Bun E. Carlos has played with many different commercial drum accessories, including Ludwig and Slingerland Radio King drums, Zildjian cymbals, rare Billy Gladstone snare drums, and Capella drum sticks.He is also an avid collector of vintage drums and buys, sells and trades with a few other Rockford, Illinois traders, mainly Randy Rainwater.

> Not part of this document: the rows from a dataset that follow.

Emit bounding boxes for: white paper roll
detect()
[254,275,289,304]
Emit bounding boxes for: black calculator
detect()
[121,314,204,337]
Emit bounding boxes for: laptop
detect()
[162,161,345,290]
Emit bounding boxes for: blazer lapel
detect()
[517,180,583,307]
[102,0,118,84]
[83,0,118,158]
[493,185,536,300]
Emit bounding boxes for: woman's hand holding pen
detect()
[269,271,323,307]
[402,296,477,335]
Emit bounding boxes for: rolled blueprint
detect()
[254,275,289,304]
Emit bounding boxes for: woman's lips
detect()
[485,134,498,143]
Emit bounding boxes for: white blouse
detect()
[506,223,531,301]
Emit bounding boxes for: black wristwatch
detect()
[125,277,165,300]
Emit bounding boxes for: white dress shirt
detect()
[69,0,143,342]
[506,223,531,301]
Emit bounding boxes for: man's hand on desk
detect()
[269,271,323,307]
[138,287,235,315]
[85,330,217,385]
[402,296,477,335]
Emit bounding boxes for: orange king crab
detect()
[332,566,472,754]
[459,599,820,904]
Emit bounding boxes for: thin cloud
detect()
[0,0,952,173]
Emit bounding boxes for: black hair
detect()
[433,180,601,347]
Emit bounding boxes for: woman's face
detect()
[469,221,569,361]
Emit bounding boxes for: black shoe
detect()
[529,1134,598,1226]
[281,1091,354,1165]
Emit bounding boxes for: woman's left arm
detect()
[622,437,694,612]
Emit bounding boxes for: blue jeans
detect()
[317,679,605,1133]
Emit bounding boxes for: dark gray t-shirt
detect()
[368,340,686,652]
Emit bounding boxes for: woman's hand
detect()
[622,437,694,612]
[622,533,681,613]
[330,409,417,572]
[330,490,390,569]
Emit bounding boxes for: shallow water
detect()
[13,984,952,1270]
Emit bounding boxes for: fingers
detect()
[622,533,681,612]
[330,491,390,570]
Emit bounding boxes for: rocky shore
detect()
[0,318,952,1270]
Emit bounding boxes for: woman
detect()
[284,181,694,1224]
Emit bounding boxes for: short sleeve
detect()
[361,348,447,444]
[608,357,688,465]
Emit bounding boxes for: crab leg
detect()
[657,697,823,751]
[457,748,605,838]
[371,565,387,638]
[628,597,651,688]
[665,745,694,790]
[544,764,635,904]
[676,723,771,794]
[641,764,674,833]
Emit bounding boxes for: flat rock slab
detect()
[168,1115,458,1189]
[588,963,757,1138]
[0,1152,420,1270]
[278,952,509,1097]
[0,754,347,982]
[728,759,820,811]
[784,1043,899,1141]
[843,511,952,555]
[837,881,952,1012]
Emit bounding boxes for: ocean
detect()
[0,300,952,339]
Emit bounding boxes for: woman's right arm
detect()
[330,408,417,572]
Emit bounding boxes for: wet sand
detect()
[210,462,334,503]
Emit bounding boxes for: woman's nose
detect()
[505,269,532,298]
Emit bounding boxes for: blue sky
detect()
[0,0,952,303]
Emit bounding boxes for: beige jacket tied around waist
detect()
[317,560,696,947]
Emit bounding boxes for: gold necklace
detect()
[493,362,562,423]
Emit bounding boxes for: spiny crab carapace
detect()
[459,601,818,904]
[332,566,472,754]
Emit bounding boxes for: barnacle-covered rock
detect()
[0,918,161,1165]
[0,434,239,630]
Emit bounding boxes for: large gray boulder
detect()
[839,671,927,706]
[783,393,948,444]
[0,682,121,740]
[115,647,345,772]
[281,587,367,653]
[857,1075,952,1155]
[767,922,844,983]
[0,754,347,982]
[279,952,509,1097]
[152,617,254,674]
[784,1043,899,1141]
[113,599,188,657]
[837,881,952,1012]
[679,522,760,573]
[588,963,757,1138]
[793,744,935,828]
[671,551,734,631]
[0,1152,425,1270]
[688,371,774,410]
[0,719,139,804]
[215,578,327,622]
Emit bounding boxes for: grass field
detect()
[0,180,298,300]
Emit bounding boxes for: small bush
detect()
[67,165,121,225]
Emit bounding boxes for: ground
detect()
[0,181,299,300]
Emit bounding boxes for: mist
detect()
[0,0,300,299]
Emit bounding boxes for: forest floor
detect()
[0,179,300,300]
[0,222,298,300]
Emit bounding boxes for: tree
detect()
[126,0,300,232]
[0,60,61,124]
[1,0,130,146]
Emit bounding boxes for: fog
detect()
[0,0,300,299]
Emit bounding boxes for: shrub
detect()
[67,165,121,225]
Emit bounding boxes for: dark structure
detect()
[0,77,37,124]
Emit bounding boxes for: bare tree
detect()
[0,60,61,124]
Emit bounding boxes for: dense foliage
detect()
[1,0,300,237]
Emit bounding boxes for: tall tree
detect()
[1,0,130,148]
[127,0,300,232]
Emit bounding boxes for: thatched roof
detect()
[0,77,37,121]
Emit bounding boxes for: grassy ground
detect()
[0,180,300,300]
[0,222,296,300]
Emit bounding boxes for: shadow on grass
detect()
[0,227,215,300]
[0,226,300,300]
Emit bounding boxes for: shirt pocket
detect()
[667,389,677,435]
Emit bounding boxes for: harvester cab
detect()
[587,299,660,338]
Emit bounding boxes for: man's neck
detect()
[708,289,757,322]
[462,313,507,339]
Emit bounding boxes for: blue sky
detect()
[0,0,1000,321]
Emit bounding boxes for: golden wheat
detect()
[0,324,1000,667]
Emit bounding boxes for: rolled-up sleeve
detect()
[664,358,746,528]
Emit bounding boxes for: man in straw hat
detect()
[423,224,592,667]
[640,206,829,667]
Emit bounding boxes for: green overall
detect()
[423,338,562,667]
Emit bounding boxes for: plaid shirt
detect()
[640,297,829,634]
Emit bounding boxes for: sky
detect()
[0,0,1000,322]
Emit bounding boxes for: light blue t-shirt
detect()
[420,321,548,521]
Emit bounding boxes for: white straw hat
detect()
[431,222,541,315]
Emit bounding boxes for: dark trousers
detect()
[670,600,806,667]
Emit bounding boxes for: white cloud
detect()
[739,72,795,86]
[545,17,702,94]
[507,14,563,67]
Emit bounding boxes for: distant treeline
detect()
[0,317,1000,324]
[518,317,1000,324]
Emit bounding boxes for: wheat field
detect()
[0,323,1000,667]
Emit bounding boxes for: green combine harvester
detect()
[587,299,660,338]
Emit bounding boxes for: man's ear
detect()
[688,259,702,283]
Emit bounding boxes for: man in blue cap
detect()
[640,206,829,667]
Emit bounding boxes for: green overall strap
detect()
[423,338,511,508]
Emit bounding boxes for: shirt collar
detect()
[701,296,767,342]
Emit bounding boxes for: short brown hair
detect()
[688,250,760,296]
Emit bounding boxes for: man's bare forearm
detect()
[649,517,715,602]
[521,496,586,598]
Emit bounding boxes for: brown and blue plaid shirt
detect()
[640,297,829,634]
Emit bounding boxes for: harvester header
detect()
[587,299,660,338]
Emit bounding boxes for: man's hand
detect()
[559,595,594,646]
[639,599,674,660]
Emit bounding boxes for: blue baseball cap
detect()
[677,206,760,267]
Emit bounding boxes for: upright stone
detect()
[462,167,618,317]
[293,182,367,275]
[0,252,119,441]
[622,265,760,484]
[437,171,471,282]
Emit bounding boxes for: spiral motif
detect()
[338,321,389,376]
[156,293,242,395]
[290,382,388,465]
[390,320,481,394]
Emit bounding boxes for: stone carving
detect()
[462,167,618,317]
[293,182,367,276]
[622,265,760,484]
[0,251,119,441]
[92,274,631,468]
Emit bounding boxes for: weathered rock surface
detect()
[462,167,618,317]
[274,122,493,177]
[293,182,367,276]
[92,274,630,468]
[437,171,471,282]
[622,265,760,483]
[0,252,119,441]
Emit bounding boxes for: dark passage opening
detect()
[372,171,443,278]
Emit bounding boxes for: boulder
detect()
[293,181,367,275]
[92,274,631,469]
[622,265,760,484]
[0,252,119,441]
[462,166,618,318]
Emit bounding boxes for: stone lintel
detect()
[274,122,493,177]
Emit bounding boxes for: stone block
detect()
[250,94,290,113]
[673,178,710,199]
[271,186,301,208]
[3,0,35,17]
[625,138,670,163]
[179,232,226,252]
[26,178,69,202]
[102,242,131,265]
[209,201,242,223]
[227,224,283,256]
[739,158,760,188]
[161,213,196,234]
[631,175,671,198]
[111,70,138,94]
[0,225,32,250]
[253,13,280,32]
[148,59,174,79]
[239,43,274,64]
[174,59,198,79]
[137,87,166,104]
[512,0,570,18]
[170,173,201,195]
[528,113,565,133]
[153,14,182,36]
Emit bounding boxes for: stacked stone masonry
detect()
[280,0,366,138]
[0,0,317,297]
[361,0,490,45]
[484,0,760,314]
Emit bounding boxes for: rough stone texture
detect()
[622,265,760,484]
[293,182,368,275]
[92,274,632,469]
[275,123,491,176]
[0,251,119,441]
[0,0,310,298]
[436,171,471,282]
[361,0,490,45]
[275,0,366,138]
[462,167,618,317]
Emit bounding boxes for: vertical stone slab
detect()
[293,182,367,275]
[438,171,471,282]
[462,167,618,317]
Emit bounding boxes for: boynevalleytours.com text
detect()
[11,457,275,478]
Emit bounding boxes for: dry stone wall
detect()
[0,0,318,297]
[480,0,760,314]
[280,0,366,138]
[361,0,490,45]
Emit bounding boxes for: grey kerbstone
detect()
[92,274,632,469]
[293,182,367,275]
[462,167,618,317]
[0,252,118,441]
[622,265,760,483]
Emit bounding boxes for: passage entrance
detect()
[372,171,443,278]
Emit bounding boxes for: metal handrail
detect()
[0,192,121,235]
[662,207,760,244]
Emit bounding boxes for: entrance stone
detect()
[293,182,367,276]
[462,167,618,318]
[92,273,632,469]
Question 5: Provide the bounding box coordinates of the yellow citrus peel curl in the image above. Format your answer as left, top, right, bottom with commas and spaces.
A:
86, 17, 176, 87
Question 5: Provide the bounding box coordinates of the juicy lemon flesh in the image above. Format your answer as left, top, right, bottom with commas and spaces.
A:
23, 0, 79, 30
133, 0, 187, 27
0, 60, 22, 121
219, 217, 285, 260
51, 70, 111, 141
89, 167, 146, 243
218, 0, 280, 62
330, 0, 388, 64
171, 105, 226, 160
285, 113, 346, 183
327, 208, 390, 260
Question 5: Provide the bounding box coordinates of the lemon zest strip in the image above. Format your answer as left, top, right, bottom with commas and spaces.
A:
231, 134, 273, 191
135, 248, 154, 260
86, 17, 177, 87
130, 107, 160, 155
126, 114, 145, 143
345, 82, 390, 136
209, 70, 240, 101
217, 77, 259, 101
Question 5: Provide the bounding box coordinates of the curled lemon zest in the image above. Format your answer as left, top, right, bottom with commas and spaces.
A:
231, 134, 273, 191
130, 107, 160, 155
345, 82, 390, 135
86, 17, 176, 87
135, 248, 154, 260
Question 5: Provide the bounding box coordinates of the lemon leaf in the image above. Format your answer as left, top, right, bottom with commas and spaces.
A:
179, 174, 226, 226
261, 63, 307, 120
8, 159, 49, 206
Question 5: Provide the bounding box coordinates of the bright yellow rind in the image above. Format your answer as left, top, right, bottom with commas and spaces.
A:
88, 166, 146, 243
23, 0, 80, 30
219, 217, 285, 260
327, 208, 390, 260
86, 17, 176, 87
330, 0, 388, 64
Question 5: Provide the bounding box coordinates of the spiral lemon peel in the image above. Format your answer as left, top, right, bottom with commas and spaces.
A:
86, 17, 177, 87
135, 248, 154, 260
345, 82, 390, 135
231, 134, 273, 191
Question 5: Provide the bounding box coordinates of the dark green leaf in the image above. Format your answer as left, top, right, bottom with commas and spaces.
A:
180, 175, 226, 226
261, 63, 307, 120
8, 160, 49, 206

Each year Rainwater and Carlos' collection can be seen at several drum shows in the Midwest.

Carlos has also recorded and written songs for many Rockford bands, such as Mark Willer and The Blues Hawks and also put together the short-lived Bun E. Carlos Experience, which also included Jon Brandt, who replaced Tom Petersson in the mid '80s, on bass.

Bands citing Cheap Trick as an influence include The Datsuns, Enuff Z'nuff, Everclear, Extreme, Fountains of Wayne, Guns N' Roses, Mötley Crüe, Nirvana, Stone Temple Pilots, Green Day, OK Go, Smashing Pumpkins, The Pink Spiders, Terrorvision, Weezer, among others.

Kurt Cobain once joked about Nirvana: "We sound just like Cheap Trick, only the guitars are louder."